Despite these successes, we still have work to do before we achieve our vision of everyone going home safe and healthy every day. In 2014 we had two fatalities: one at our Coal Mountain Operations in British Columbia and another at our Tequila exploration project camp in Chile.
“These tragic incidents reinforce the importance of remaining ever vigilant,” said Bob Kelly, Vice President, Health and Safety. “They also prompted us to develop a High-Potential Risk Control (HPRC) Strategy, the guiding principle of which is that it is unacceptable to have serious injuries and fatalities in our workplace.”
The HPRC strategy is the result of a conscious decision we made to direct our safety efforts and resources towards those events that have the greatest ability to seriously or fatally injure any member of our team.
What does it mean to “control” a risk? Put simply, it means putting in place measures to effectively manage a safety risk. Going further, “critical controls” are measures that, when implemented, are most effective in preventing the unwanted event. A tenet of our HPRC strategy is ensuring that the procedural, physical and behavioural controls we have put in place at Teck to prevent fatalities are working as intended.
It is also important that any safety strategy achieve a balance between the cultural and technical elements. In this case, our HPRC strategy – the technical element – must work in tandem with and support the cultural element, our Courageous Safety Leadership (CSL) philosophy.
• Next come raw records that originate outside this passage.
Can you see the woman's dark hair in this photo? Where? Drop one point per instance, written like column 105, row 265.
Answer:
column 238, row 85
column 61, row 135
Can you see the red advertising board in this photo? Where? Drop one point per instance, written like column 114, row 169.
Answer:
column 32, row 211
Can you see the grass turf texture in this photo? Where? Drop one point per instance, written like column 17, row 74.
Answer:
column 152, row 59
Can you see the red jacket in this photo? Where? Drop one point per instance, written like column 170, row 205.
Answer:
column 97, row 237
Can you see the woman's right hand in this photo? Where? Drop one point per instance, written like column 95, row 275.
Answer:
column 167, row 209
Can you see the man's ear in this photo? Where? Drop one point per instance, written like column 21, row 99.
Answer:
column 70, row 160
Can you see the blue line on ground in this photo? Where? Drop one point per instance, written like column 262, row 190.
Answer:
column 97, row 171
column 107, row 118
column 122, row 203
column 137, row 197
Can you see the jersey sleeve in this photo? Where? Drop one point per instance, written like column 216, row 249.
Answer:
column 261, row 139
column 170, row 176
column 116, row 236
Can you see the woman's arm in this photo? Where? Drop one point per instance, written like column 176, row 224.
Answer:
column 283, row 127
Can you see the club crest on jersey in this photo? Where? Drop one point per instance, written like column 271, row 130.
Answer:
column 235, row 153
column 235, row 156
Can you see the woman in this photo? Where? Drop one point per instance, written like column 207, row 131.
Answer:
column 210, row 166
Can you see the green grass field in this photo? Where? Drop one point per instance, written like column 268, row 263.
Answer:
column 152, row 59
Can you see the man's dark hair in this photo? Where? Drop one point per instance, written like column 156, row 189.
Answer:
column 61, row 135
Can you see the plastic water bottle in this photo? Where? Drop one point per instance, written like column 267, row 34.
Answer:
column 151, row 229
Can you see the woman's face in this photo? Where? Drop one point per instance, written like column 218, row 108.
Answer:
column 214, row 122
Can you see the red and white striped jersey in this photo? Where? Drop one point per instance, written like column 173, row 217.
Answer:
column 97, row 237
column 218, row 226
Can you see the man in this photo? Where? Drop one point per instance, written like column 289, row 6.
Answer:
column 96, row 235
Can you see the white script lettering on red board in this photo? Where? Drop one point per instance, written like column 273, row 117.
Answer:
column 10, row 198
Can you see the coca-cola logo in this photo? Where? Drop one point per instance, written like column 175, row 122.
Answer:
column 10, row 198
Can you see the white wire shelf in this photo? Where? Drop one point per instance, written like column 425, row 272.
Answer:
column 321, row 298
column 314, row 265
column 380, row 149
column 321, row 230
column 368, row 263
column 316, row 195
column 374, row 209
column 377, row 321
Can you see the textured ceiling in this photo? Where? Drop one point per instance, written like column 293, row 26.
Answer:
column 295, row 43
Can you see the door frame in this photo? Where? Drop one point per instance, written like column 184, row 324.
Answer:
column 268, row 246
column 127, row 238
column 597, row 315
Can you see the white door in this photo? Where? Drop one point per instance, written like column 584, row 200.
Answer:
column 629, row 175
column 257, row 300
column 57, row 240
Our HPRC strategy aligns with our CSL philosophy, in that our people – acting as courageous safety leaders – are at the heart of our safety journey. Throughout the development of the HPRC strategy, we learned that, although a number of critical controls may exist to manage a risk, it is individual employees who are the key to implementing them. It is the men and women on the job every day who have to understand the risks associated with each task, so they can ensure the right controls are in place to stay safe.
We can look back at incidents that have already happened to identify many of our high-potential risks. But that does not provide us with insight into other risks that may exist but that have not yet generated an incident or fatality.
To help close this gap, we find that both individual and team-based risk assessments have an important role to play. One example of an individual risk assessment is our Take 5 personal safety planning tool in our coal business. For this initiative, we produced a pocket-size booklet to help employees form the habit of taking the time to assess workplace risks before they begin a task. Our Work Team Risk Assessments take place at our sites, where teams gather together and walk and talk through an everyday activity, asking the question: when I do this activity, what could potentially seriously or fatally injure me?
For those tasks that have a high-potential risk, we then ask what current and additional controls can be put in place and how we can review the effectiveness of these controls over time. We record the outcomes of the analysis and implement an action plan to close the gaps. These plans are then formally tracked.
We continue to track HPIs at our operations in order to learn from them. It is our goal to ensure that every one of the more than 10,000 employees and contractors across Teck adopts the principles of Courageous Safety Leadership and our HPRC strategy. By doing so, we will be able to achieve our vision of everyone going home safe and healthy every day.